What happens then? Jamie asked silently.
“That’s when I’m gonna need your help,” he said.
And after he killed her? Was it to be Jamie’s turn next?
He’d known all along she was going to try to get away, he’d informed her last night, after barricading the door with enough furniture to ensure that even should he doze off—“Which I just might,” he’d teased, “since I haven’t slept a wink all night”—the noise of a table and two chairs, along with whatever else he’d added to the pile, being lifted or shoved aside would surely be enough to rouse him.
“You were awake the whole time?” she’d asked.

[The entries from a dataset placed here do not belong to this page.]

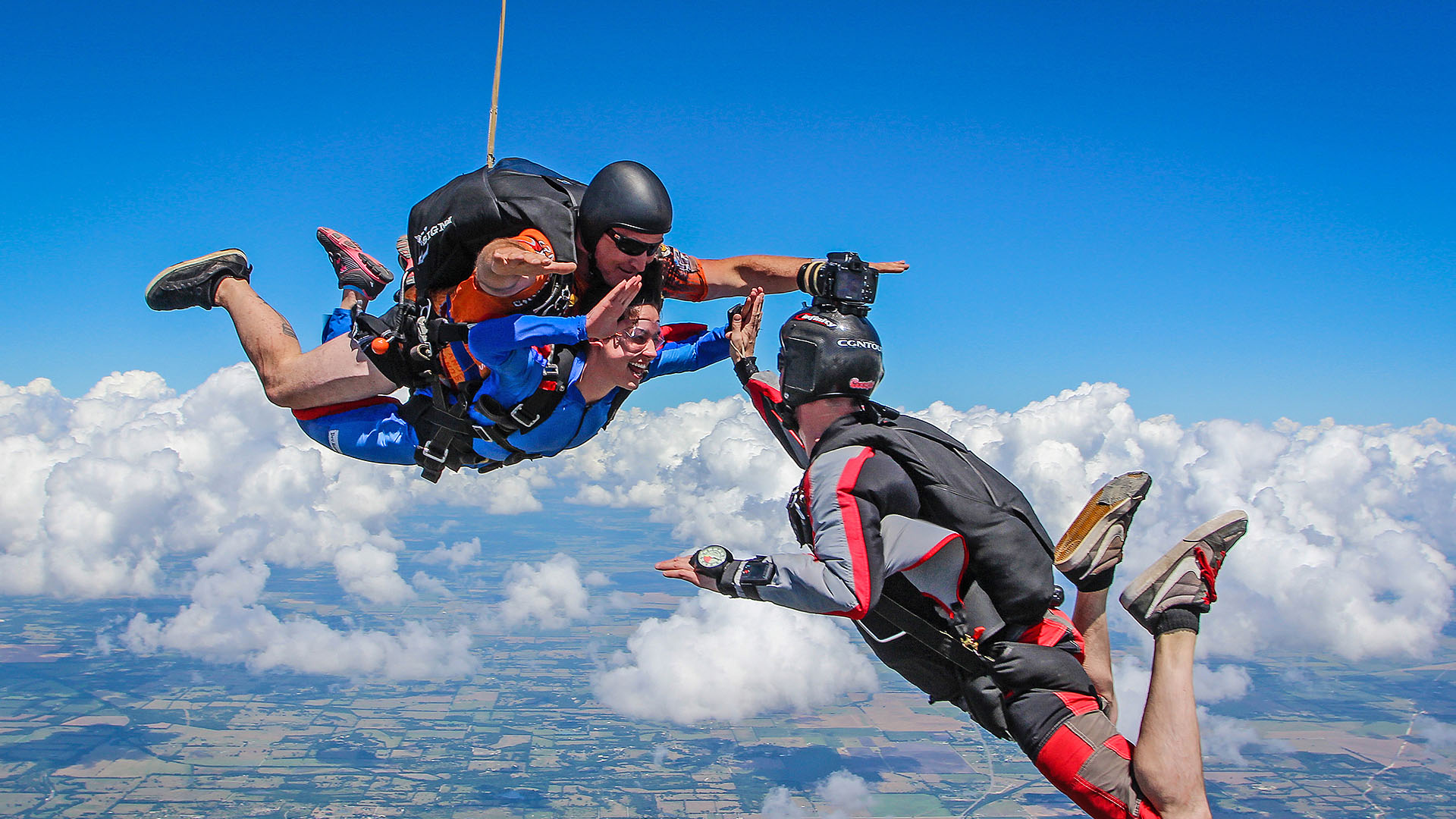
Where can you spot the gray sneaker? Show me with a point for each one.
(1092, 545)
(194, 283)
(1185, 575)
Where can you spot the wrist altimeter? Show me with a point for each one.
(711, 561)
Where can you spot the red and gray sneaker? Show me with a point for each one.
(1092, 545)
(1185, 576)
(354, 267)
(194, 283)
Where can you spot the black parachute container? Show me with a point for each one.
(449, 228)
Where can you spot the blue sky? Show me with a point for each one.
(1234, 210)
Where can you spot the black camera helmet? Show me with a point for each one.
(824, 353)
(623, 194)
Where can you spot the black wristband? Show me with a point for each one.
(726, 579)
(746, 368)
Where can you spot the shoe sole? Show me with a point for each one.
(1228, 528)
(1112, 503)
(188, 262)
(337, 243)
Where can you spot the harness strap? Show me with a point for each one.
(932, 637)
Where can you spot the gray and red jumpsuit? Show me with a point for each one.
(894, 507)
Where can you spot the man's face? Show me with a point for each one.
(618, 265)
(626, 354)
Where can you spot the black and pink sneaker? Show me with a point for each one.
(354, 267)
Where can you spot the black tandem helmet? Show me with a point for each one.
(623, 194)
(824, 353)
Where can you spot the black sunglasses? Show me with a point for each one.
(632, 246)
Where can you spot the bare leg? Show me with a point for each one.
(1168, 760)
(1090, 615)
(331, 373)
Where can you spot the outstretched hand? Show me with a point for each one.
(892, 267)
(682, 570)
(743, 325)
(506, 267)
(610, 314)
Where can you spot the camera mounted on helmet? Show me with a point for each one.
(840, 281)
(826, 353)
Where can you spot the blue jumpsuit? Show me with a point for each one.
(376, 431)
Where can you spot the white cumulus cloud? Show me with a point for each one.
(727, 659)
(551, 594)
(840, 796)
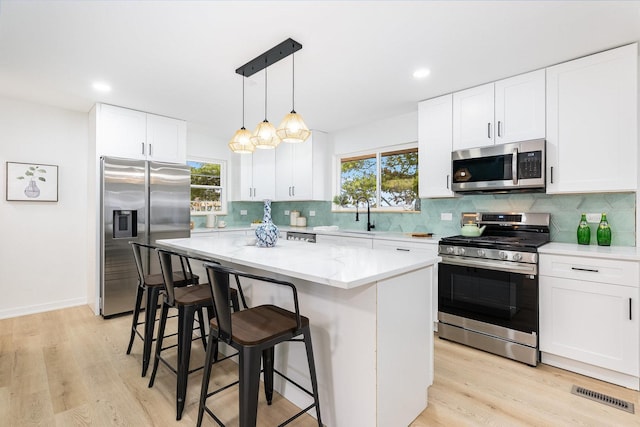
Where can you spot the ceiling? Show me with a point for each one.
(178, 58)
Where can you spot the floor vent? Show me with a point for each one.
(603, 398)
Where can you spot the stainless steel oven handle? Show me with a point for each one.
(509, 267)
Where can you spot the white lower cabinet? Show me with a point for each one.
(589, 317)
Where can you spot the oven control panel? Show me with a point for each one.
(502, 255)
(300, 236)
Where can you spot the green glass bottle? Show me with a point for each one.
(604, 232)
(584, 231)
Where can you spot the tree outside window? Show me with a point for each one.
(387, 179)
(207, 191)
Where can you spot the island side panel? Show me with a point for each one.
(343, 328)
(405, 346)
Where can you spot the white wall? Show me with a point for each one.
(395, 130)
(43, 249)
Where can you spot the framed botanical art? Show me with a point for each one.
(32, 182)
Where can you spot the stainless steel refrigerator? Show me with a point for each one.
(142, 201)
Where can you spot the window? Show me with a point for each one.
(387, 178)
(208, 192)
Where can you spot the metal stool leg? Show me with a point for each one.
(267, 364)
(163, 322)
(150, 323)
(136, 314)
(249, 386)
(312, 371)
(185, 330)
(212, 350)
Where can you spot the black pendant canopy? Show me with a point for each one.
(270, 57)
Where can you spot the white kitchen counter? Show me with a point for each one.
(370, 317)
(339, 266)
(628, 253)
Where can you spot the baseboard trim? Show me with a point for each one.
(41, 308)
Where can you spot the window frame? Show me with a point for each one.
(377, 153)
(223, 185)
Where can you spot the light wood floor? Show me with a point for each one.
(69, 368)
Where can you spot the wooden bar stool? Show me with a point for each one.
(152, 285)
(254, 333)
(189, 300)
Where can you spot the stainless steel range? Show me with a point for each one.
(488, 285)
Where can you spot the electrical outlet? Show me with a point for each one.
(594, 217)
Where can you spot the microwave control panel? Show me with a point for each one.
(530, 165)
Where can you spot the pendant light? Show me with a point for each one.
(292, 129)
(241, 141)
(265, 134)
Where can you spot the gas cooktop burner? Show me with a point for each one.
(504, 231)
(490, 241)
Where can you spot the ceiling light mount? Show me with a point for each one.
(292, 128)
(269, 57)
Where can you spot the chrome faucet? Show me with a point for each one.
(369, 225)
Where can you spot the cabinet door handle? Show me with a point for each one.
(584, 269)
(514, 165)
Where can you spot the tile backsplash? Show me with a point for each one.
(565, 213)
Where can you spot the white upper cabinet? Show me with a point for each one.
(592, 123)
(473, 117)
(294, 171)
(520, 108)
(257, 175)
(135, 134)
(435, 139)
(508, 110)
(166, 139)
(301, 169)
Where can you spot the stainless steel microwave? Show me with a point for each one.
(518, 166)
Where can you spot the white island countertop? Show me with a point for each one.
(337, 266)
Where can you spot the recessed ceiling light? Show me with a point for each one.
(101, 87)
(421, 73)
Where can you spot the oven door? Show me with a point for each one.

“The whole time,” he concurred. “Who could get any sleep with you getting up, down, up, down? I figured you were testing me, and I guess I was right, but let me tell you, I was getting a little impatient there, waiting for you to finally make up your mind and do something. You’d sit up, and I’d think, okay, this time she’s gonna really do it, and I’d kind of brace myself, although I had to make sure I kept my breathing nice and steady, so you’d think I was in la-la land. Prison teaches you things like that. You see, you can’t ever really let your guard down in prison, so you kind of learn to sleep with one eye open.” He’d shaken his head at the memory. “Anyway, I thought you did a pretty good job there, even though you never stood a chance. I thought it was kind of clever, the way you put on my T-shirt, so you wouldn’t have to go running out the door buck naked,
although I’d almost have paid to see that, I tell you. Pretty clever of me too, wouldn’t you say, leaving my jeans hanging over the chair like that? Figured you couldn’t resist looking for those keys. It might have been smarter to head straight for the door, although I gotta tell you, you’d have been dead before you’d even gotten the chain off. So it’s probably a good thing for you, in
retrospect,”
he said, putting the last word in invisible italics, “that you
did
choose to go through my pockets. Probably saved your life. That, and fainting, of course. You’re awfully cute when you’re unconscious.” He’d tucked the covers around her chin, cuddled up beside her, allowed the blade of the knife to rest just behind her left ear. “Now I don’t want to hear another word outta you until we’re safely out of Ohio, or I’m gonna have to kill you.” And then he’d smiled. As he was smiling now. “Okay,” he was saying. “I can see you got a million questions, so I’m gonna be a nice guy and let you ask a couple. Go ahead—fire away.”
He was wrong, Jamie thought. She didn’t have a million questions. She had only one. “What is it you expect me to do?”
“Well, now, that’s pretty much gonna depend on what Beth does. And right now, it looks like she’s getting off this big old bus here.”
Jamie watched as the two women from Mad River Road stepped onto the pavement in front of a relatively nondescript strip mall and made their way through the parking lot, Brad keeping her car a suitable distance behind. “What about your son?” she ventured.
“He’s gotten so big, hasn’t he?” Brad asked proudly, as if she would know. “Amazing how fast they grow, isn’t it?” He pulled the car into a spot that afforded him a clear view
of his former wife without being seen himself. “We’re not gonna do anything about my son just yet,” came his belated response. “Not until we take care of his mother.”